As it notes the BJP’s electoral triumph and its preparation for 2019 general elections, The Economist writes how much of the media here is beholden to the government largesse, giving the prime minister a “very easy time with the press”.

“India’s big media conglomerates are either owned by fans of the BJP, or else reliant on the government’s favour. There are few legal limits and little oversight of government spending on advertising. Mr Modi’s image is everywhere: on giant billboards trumpeting new roads and bridges, in full-page newspaper spreads for BJP election campaigns, in television spots touting myriad government programmes. During the first week of June, state-sponsored projects accounted for three of the top five brands advertised on television, amounting to some 30,000 ‘insertions’. The risk of losing such revenue hangs heavily over editorial decisions.”

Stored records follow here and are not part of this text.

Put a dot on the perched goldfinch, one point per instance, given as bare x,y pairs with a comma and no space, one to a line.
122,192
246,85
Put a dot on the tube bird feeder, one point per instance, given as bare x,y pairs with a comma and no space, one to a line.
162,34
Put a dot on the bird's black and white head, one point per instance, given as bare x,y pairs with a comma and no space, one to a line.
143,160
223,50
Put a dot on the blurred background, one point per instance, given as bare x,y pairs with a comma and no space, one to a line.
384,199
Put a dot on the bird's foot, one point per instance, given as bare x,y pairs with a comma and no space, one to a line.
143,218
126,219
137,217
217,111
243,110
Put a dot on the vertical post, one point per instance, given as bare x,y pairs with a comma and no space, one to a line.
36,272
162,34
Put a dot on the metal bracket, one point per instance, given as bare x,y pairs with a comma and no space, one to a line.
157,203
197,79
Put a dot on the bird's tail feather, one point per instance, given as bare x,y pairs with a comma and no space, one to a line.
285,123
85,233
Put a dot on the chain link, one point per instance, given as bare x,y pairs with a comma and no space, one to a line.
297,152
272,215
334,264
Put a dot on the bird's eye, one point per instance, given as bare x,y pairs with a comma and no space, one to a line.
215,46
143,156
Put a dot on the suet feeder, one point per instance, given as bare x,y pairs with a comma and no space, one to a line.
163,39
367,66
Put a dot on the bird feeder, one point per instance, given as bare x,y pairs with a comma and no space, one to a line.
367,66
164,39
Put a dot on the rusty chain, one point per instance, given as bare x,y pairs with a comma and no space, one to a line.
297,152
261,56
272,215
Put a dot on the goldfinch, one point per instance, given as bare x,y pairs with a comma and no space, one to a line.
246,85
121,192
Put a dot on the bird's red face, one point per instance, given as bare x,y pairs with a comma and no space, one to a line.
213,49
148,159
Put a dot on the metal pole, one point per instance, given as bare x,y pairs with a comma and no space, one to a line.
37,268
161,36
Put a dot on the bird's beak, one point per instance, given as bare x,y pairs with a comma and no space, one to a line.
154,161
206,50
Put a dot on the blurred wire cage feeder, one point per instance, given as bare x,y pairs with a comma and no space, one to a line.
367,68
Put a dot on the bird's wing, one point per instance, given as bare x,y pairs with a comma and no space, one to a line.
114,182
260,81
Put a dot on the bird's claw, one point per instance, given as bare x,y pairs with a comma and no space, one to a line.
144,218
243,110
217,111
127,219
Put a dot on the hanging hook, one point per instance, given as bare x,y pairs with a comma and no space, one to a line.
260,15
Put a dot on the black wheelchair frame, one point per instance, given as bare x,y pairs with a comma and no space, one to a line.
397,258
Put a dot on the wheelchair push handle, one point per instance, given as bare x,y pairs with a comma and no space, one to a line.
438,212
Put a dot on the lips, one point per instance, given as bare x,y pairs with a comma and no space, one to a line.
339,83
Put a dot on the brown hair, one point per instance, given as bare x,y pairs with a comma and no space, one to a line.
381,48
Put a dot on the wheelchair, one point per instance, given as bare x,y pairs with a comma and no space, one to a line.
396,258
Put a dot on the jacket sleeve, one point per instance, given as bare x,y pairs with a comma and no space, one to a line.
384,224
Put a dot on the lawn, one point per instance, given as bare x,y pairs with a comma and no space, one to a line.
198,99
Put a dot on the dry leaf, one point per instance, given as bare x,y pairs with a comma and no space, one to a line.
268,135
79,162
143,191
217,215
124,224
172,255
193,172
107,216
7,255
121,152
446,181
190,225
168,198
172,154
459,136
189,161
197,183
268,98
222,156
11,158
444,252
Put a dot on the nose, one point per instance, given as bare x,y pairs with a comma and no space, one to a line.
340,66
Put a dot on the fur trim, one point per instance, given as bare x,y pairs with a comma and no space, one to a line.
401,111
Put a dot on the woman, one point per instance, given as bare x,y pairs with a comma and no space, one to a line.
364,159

The Economist also notes how the Aam Aadmi Party leaders have been “hit by a barrage of investigations”, and despite their “impressive reforms to health and education have won widespread praise, Delhi’s government has trouble filling administrative posts because career bureaucrats refuse its vacancies for fear of harassment.”

While The Economist writes how the CBI and ED have been overzealous to pursue NDTV and a handful of corporates with much smaller loan defaults, it also makes the following observation:

“Law-enforcement agencies have not shown similar zeal against friends of the government, or against Hindu-nationalist vigilantes who have, in recent months, shown increasing boldness in enforcing their agenda. Their victims usually happen to be from India’s 14% Muslim minority, whether these are cattle-traders beaten up — and in one recent case, killed — by self-appointed protectors of the sacred cow, or cricket enthusiasts cheering the wrong team. Following India’s loss to Pakistan in an international match on June 18th, 21 men were denounced by neighbours for celebrating. They have been charged under India’s colonial sedition laws, and remanded in custody.” [Note: Sedition charge has been dropped, but the men still remain in custody.]

What about the India story?

It would seem PM Modi has squandered much of the faith that the polity and the investors had put in his promise of development first, and “minimum government, maximum governance”. Instead, what we have is a big government of unmatched proportions and erosion of civil rights, routinised violence, and targeted lynchings of the minorities.

The global press, not too long ago gawking at India’s giant leaps and double digit economic growth rate, its robust and sonorous democracy, now sneer at our diminished stature. The slew of negative press comes despite PM Modi making frequent foreign visits to court countries and businesses to invest in India.

But it would seem his Make in India and other flagship schemes are floundering under the weight of the “subdued” democracy and the exploding menace of violent Hindutva.